(This is a cross-post from StackOverflow, but I wanted to post here also)
I’m currently working on building software which can match infrared and non-infrared images taken from a fixed point using a thermographic camera.
The use case is the following: A picture is taken from using a tripod of a fixed point using an infrared thermographic camera and a standard camera. After taking the pictures, the photographer wants to match images from each camera. There will be some scenarios where an image is taken with only one camera as the other image type is unnecessary. Yes, it may be possible for the images to be matched using timestamps, but the end-user demands they be matched using computer vision.
I've looked at other image matching posts on StackOverflow -- they have often focused on using histogram matching and feature detectors. Histogram matching is not an option here, as we cannot match colors between the two image types. As a result, I've developed an application which does feature detection. In addition to standard feature detection, I’ve also added some logic which says that two keypoints cannot be matching if they are not within a certain margin of each other (a keypoint on the far left of the query image cannot match a keypoint on the far right of the candidate image) -- this process occurs in stage 3 of the code below.

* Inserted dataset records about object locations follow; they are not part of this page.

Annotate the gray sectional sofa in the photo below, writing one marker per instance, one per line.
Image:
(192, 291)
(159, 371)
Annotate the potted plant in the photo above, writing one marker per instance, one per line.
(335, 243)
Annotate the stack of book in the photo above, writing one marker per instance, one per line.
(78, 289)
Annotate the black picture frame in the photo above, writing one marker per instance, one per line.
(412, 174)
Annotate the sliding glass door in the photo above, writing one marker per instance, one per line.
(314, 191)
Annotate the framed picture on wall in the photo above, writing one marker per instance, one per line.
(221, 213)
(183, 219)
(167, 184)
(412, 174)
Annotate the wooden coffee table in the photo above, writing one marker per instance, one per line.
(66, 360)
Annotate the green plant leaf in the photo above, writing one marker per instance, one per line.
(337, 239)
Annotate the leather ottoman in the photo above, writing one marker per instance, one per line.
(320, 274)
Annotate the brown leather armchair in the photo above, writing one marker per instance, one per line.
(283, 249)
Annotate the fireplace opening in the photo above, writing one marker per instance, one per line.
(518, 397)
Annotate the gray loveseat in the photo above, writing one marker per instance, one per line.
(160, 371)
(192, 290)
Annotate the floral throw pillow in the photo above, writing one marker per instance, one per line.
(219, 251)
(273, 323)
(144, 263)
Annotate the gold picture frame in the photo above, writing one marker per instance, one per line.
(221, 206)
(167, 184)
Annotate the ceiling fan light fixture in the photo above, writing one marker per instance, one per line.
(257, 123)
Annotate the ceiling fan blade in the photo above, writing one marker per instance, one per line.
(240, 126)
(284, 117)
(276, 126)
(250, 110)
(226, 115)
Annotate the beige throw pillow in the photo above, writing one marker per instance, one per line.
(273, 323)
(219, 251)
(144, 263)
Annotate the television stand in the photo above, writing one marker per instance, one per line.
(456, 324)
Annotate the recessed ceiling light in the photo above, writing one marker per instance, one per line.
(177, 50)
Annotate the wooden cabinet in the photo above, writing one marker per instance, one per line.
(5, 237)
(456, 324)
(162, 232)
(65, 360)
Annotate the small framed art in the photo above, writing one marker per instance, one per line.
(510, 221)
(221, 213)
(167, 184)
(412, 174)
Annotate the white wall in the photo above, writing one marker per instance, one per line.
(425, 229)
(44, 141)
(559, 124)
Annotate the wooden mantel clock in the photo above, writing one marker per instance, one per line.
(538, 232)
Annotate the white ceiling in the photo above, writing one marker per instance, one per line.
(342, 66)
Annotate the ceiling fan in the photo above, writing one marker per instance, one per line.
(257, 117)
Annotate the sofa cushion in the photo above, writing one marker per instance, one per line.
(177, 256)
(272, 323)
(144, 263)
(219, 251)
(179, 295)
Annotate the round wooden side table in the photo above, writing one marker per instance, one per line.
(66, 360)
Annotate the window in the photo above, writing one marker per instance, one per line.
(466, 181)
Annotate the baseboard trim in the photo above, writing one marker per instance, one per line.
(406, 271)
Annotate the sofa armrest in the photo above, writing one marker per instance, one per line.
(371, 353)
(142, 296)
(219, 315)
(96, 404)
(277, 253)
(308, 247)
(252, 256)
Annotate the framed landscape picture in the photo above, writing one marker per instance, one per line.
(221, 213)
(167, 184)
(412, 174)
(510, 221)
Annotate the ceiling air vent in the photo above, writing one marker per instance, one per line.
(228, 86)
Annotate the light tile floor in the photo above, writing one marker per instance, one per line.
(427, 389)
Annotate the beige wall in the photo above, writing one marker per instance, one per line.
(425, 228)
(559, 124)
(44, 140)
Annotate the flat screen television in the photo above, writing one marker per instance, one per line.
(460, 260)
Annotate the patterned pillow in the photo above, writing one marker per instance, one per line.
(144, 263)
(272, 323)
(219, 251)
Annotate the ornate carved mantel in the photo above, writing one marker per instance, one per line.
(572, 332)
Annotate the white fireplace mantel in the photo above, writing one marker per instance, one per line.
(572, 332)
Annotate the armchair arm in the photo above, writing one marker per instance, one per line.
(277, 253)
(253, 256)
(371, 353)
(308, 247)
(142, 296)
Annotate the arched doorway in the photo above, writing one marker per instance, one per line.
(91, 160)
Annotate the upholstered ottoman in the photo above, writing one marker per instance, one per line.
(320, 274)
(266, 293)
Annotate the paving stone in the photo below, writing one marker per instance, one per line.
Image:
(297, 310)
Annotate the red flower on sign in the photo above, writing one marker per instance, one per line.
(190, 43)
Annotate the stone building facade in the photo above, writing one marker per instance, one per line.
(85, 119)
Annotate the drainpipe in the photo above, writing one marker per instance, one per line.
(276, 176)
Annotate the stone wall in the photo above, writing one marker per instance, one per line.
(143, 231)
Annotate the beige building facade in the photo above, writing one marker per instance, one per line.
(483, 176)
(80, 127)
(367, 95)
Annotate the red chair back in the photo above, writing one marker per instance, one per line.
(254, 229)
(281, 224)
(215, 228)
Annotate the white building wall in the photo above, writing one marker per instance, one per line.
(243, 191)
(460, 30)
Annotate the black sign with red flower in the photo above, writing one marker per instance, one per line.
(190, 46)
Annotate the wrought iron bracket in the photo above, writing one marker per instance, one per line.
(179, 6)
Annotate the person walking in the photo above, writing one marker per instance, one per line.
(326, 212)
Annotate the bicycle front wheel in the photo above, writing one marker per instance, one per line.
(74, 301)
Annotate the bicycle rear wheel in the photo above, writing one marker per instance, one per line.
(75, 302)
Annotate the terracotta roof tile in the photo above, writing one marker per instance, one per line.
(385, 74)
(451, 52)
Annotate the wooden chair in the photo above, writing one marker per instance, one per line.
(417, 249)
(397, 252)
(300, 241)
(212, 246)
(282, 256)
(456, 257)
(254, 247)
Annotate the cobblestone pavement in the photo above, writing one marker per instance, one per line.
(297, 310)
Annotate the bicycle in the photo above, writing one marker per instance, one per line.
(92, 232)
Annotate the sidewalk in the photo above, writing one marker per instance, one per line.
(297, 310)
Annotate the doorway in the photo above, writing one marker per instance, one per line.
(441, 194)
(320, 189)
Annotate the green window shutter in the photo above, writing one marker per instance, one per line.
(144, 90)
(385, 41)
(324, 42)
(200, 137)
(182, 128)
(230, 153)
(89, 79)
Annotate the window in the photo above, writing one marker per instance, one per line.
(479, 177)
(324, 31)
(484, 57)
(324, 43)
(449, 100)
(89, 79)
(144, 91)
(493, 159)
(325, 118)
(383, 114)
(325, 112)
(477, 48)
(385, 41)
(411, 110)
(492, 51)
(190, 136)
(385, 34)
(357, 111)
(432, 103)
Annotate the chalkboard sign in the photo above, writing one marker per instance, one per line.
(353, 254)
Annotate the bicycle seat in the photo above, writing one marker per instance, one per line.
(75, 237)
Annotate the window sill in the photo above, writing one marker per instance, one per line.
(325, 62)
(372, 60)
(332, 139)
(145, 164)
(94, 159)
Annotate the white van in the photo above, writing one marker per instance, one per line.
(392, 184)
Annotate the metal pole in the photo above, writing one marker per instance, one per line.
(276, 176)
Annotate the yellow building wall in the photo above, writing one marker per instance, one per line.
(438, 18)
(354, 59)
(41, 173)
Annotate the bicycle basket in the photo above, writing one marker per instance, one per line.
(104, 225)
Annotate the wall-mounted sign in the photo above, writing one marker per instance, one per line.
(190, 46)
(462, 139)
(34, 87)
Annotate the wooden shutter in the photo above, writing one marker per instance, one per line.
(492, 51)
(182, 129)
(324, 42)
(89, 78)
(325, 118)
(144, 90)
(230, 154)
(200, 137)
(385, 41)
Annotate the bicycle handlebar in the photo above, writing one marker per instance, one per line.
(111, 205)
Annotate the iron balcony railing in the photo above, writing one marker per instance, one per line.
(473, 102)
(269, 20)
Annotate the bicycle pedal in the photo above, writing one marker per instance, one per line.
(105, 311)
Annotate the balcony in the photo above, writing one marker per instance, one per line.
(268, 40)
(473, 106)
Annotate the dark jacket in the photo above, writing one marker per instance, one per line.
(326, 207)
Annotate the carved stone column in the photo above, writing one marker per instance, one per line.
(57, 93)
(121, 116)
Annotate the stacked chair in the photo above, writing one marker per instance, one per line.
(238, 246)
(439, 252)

To give you an idea of the current output, here is a valid and invalid match produced -- note the thermographic image is on the left. My objective is to improve the accuracy of the matching process.
Valid match:
Invalid match:
Here is the code:
// for each candidate image specified on the command line, compare it against the query image
Mat img1 = imread(argv[1], CV_LOAD_IMAGE_GRAYSCALE); // loading query image
for(int candidateImage = 0; candidateImage < (argc - 2); candidateImage++) {
Mat img2 = imread(argv[candidateImage + 2], CV_LOAD_IMAGE_GRAYSCALE); // loading candidate image
if(img1.empty() || img2.empty())
{
printf("Can't read one of the images\n");
return -1;
}
// detecting keypoints
SiftFeatureDetector detector;
vector<KeyPoint> keypoints1, keypoints2;
detector.detect(img1, keypoints1);
detector.detect(img2, keypoints2);
// computing descriptors
SiftDescriptorExtractor extractor;
Mat descriptors1, descriptors2;
extractor.compute(img1, keypoints1, descriptors1);
extractor.compute(img2, keypoints2, descriptors2);
// matching descriptors
BFMatcher matcher(NORM_L1);
vector< vector<DMatch> > matches_stage1;
matcher.knnMatch(descriptors1, descriptors2, matches_stage1, 2);
// use nndr to eliminate weak matches
float nndrRatio = 0.80f;
vector< DMatch > matches_stage2;
for (size_t i = 0; i < matches_stage1.size(); ++i)
{
if (matches_stage1[i].size() < 2)
continue;
const DMatch &m1 = matches_stage1[i][0];
const DMatch &m2 = matches_stage1[i][3];
if(m1.distance <= nndrRatio * m2.distance)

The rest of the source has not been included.